Deleting Content on the Web

Filed as Guides on January 26, 2009 10:05 am

Repost This

There’s an old saying that, once something has been uploaded to the Internet, it can not be truly deleted. The nature of the Web, one where content is copied and pasted constantly, makes it impossible, at least in theory, to actually remove any work added to it, no matter how hard one may try.

As true as that may be, what happens if you decide you want to pack up and leave the Web altogether? That you aren’t comfortable having a Web site, blog, Flickr account or anything else in your name? Perhaps its privacy concerns that bother you, a change of heart about what’s important in life or just a wish to have a fresh start. Either way, what happens after you hit “delete” and say goodbye.
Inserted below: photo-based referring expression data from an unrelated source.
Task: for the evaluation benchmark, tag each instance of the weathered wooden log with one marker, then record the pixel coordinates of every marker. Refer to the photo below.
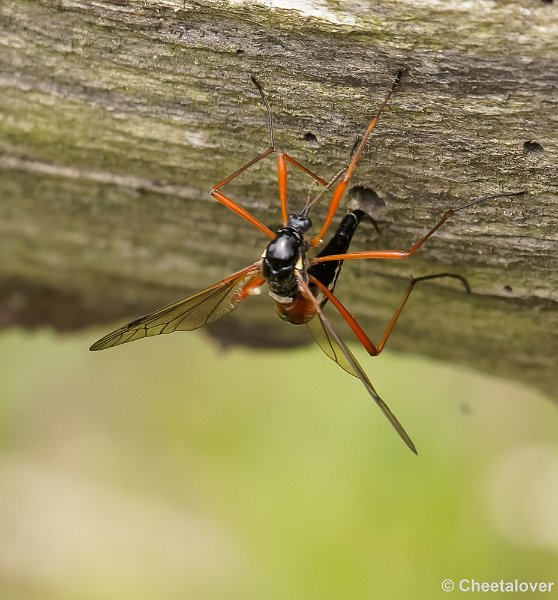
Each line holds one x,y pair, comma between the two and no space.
116,118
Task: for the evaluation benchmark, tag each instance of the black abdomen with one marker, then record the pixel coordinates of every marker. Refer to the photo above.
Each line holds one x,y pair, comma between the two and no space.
328,272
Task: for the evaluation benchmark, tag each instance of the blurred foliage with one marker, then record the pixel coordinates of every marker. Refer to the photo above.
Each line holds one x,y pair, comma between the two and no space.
174,469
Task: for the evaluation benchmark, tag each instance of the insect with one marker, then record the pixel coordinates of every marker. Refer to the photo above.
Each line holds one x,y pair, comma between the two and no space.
300,284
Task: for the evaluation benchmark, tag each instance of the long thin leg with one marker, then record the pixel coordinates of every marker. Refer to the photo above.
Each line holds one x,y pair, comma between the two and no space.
342,185
403,254
282,159
363,338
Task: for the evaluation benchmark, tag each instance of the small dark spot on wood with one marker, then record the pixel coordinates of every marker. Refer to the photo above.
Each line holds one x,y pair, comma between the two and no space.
367,200
310,138
533,148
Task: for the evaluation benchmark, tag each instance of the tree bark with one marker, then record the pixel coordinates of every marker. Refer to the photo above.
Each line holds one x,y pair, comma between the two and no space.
116,118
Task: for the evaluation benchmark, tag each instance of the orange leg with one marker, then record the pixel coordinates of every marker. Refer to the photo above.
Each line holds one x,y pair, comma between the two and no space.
342,185
247,290
404,254
367,343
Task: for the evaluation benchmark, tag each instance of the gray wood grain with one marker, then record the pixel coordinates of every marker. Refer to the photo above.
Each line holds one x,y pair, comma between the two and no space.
117,118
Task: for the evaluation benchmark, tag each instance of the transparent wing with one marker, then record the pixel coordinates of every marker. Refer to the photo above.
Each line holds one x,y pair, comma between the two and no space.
192,312
328,340
329,345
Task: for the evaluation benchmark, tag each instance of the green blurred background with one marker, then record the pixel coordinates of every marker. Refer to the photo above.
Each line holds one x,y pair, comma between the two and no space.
172,468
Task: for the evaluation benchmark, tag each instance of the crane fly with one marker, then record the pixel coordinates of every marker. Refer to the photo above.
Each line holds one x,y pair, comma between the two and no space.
300,284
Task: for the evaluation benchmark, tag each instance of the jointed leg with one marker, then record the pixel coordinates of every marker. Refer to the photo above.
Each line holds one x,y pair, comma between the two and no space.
342,186
403,254
367,343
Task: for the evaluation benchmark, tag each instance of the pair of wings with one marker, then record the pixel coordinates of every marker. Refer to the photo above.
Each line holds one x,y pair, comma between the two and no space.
217,300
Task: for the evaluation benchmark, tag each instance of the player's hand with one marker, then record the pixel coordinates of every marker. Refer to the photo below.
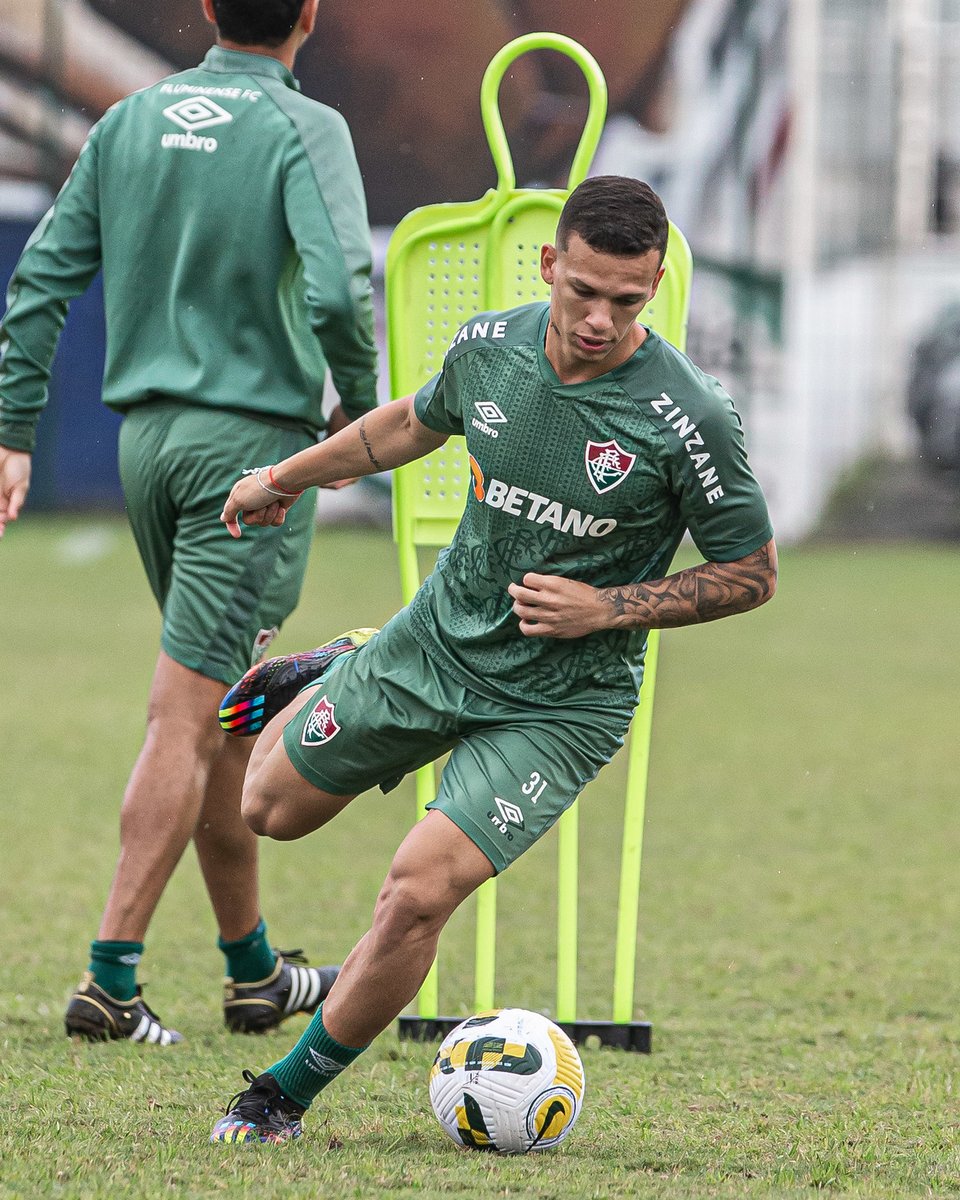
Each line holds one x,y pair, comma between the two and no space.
15,484
553,606
249,502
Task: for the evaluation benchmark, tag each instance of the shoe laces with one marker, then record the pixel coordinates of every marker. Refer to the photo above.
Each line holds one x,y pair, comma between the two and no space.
145,1007
293,955
262,1101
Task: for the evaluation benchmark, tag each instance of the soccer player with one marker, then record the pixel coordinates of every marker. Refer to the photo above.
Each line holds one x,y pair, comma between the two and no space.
594,445
228,216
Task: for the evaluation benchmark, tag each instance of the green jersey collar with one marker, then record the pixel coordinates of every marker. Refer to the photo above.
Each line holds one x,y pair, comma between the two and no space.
582,389
244,63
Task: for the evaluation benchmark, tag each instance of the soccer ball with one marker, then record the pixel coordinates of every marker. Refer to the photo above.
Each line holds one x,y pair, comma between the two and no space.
508,1080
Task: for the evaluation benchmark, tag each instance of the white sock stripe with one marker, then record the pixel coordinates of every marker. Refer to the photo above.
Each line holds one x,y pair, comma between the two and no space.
142,1030
293,1000
313,994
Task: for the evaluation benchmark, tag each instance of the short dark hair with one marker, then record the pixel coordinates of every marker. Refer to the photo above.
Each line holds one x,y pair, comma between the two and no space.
257,22
615,215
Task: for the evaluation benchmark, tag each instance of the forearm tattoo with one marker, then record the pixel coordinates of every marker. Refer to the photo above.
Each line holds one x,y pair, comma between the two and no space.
367,447
700,593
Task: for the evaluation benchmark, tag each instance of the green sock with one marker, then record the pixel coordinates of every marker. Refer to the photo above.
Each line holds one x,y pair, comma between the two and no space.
313,1062
113,966
250,959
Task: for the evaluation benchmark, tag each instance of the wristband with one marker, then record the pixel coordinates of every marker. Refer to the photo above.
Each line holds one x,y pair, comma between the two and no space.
271,489
282,491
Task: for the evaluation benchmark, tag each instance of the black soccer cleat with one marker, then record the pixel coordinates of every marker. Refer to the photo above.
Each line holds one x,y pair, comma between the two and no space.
269,687
261,1114
94,1015
257,1007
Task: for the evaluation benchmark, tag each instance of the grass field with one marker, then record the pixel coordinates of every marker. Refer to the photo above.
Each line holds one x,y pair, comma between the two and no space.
798,951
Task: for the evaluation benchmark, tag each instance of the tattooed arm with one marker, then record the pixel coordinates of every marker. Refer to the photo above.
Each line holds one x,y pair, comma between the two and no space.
381,439
553,606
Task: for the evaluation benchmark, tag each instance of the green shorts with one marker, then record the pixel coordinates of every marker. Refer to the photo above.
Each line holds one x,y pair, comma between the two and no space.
222,599
387,709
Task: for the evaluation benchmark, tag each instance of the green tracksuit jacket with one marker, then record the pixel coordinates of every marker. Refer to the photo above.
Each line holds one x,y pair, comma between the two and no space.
228,215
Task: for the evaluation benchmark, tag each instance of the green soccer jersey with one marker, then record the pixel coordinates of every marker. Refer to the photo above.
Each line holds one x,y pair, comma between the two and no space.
597,481
228,215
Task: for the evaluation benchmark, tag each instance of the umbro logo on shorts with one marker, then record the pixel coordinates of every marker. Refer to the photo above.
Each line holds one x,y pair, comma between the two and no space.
321,725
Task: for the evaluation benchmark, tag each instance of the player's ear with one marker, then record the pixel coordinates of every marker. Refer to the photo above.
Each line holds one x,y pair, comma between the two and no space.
655,285
309,16
547,262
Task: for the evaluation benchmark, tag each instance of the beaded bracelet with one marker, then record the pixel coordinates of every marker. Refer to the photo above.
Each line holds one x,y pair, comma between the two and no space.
275,490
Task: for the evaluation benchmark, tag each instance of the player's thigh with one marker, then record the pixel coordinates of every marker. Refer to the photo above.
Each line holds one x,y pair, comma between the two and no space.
150,508
378,714
509,781
227,597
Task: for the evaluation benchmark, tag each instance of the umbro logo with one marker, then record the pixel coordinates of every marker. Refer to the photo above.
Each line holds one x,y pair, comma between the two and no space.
507,815
511,813
197,113
491,414
323,1062
192,114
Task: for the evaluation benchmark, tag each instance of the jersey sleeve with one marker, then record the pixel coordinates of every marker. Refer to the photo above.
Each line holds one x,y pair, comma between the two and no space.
720,498
327,215
58,263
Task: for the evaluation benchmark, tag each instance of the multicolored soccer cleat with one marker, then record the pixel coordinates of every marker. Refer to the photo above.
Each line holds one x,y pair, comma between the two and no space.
269,687
259,1114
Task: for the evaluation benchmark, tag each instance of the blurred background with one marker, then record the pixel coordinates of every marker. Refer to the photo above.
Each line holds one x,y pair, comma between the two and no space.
810,151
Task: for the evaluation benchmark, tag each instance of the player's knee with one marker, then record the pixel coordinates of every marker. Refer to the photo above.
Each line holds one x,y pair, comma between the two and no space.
263,810
411,907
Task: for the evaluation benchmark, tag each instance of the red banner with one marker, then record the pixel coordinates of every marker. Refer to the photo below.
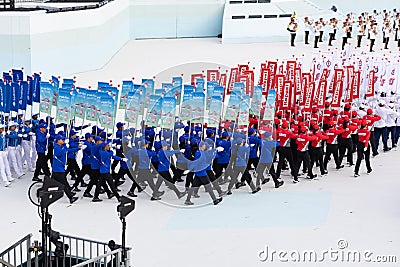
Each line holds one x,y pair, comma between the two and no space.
280,79
286,102
321,95
194,77
272,66
306,80
337,88
232,79
356,84
212,75
308,96
370,92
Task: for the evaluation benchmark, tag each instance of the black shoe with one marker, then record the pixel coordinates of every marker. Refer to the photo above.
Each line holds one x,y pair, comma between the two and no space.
265,181
86,194
73,199
181,195
256,190
279,184
76,189
35,179
131,194
189,203
218,200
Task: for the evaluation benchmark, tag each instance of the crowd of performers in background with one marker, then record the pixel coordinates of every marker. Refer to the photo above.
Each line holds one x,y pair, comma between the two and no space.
221,159
373,26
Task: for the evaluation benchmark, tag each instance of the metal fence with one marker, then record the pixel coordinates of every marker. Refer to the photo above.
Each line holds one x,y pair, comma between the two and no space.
18,254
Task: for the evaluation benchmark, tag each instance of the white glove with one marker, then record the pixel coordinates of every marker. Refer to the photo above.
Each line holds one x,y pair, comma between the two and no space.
220,149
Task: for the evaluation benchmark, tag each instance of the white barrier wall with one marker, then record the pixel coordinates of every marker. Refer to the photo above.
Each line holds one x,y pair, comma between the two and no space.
71,42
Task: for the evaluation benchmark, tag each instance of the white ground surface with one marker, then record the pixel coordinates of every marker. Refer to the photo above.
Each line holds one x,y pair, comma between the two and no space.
311,215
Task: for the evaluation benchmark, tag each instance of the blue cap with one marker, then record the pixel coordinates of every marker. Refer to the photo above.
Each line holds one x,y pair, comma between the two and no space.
251,131
59,137
164,143
98,138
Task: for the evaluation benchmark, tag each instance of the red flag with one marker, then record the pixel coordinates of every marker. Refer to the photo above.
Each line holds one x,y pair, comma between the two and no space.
308,96
287,95
212,75
194,77
306,80
337,88
232,79
321,95
272,66
280,79
371,84
356,84
222,80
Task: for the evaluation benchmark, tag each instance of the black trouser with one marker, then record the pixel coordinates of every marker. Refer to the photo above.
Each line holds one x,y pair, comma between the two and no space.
245,175
371,45
50,151
169,182
286,153
146,175
386,42
316,38
219,167
346,144
73,168
360,156
373,144
61,178
344,42
41,165
260,172
213,180
292,38
359,39
307,33
86,169
115,162
330,38
378,133
303,156
317,156
121,173
331,149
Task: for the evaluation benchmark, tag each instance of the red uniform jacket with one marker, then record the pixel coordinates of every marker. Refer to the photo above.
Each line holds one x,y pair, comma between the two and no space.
363,136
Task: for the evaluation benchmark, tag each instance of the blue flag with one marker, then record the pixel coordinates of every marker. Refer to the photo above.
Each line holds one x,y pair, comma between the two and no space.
18,75
15,91
36,88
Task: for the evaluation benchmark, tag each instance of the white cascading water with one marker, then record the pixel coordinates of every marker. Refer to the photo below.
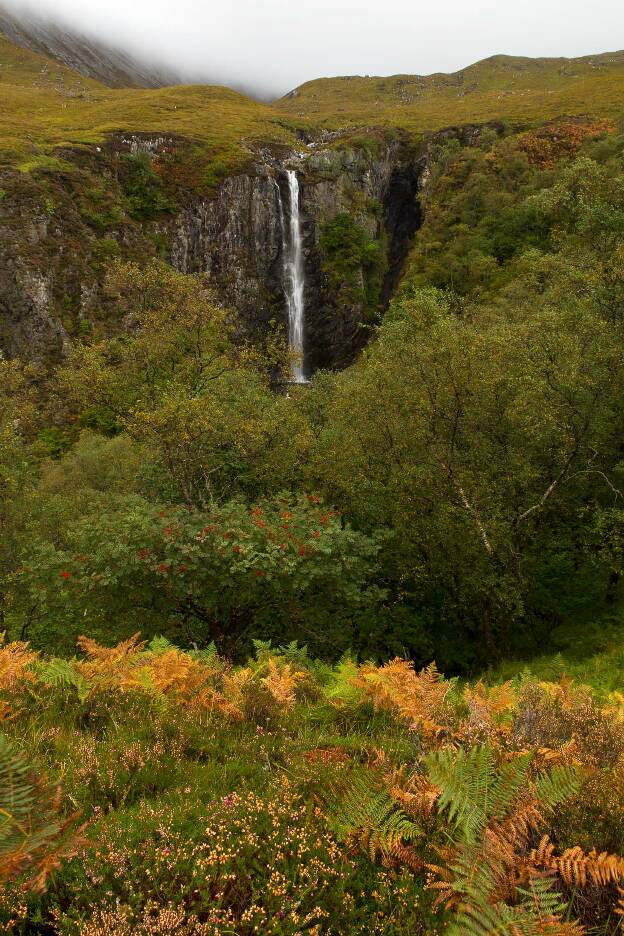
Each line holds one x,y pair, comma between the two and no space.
294,274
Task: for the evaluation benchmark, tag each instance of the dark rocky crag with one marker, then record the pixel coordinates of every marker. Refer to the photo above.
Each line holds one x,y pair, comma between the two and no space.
59,229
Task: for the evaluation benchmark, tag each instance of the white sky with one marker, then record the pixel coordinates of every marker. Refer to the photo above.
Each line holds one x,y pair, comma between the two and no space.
274,45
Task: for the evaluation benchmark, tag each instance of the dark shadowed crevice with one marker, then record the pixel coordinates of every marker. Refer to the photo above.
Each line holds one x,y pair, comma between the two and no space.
403,218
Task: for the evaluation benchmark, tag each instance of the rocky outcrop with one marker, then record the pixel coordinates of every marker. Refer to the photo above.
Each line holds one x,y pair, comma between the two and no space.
85,54
58,231
238,237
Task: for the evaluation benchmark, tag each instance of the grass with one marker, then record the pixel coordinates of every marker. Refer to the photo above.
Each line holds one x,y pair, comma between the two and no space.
44,105
588,649
501,88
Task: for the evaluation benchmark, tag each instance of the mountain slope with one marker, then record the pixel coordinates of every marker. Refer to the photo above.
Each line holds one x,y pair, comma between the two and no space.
522,90
88,56
44,105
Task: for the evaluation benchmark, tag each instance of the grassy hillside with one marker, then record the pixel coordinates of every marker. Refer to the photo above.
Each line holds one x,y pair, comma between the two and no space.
503,87
43,105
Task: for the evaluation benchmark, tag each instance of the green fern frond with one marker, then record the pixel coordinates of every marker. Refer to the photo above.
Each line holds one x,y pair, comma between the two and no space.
473,790
557,786
62,674
368,812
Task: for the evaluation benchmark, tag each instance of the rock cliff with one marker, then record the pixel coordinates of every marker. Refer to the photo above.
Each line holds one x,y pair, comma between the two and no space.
61,227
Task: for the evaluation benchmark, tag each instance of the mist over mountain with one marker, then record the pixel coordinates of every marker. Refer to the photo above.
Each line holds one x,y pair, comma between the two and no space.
112,57
268,47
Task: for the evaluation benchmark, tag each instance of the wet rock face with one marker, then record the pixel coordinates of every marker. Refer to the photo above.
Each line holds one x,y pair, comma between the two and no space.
238,239
53,254
28,323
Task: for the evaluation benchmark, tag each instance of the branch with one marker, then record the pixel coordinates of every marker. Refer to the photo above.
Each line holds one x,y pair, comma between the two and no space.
462,494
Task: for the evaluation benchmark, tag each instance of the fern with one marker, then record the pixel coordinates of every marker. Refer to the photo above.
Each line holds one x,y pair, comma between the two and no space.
62,674
368,814
33,838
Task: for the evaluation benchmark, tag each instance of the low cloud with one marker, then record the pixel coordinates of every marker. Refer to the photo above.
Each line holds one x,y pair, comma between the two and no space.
271,46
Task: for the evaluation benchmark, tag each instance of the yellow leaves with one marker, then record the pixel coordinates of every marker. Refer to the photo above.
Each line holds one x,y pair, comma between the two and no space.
495,700
417,697
576,867
15,660
282,682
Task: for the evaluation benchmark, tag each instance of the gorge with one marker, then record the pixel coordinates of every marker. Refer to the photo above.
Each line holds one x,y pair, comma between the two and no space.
275,241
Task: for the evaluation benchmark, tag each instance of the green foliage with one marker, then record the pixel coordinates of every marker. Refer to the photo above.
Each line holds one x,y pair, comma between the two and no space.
142,187
353,263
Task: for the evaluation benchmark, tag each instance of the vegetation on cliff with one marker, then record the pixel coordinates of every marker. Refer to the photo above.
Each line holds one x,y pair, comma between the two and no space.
267,760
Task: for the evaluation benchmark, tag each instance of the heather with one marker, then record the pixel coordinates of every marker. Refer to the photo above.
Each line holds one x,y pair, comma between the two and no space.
182,794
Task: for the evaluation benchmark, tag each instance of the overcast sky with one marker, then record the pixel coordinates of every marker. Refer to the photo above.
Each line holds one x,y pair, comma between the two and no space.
275,45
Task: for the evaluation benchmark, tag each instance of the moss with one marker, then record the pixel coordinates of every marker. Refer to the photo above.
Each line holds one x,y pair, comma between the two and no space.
353,263
142,188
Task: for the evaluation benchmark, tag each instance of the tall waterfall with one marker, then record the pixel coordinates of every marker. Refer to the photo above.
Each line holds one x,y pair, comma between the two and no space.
294,274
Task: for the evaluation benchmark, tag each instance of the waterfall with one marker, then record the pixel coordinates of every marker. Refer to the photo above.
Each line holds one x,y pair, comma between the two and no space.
294,273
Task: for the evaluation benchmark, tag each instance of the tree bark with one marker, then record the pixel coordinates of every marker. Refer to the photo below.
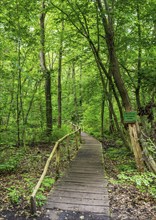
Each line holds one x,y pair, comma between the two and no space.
46,72
59,76
115,70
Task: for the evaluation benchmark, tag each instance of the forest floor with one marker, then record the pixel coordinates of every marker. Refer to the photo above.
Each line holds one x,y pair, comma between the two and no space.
129,200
As it turns out, the answer isn’t as simple as many think. Removing your content from the Web is not as easy as canceling your accounts, nor is it completely impossible. Much of it depends on the type of content you’ve produced, where you’ve placed it and how the public has responded to it.

There are a lot of questions about where your content goes after you delete it, questions well worth considering just in case one day you do decide to pull the plug.

Is It Possible?

It is often debated about whether or not it is possible to truly delete anything on the Web. Most likely, the answer is no, it is not. With the Web, too many copies exist of a work to safely remove them all. However, whether or not copies exist that can be easily found is a different matter.

This issue has caught the attention of the head of the British Library, Lynne Brindle, who said that “If websites continue to disappear in the same way as those on President Bush and the Sydney Olympics… the memory of the nation disappears too.”

Though the examples Brindle gave, the old White House Web site and various sites for the Sydney Olympics, are likely poor examples, the point does remain that sites do often go down with no clear sources for locating its content. Though, most likely, the information could be found if there were some dire need to, for example, a police investigation, most people are not going to attract enough attention to warrant such steps.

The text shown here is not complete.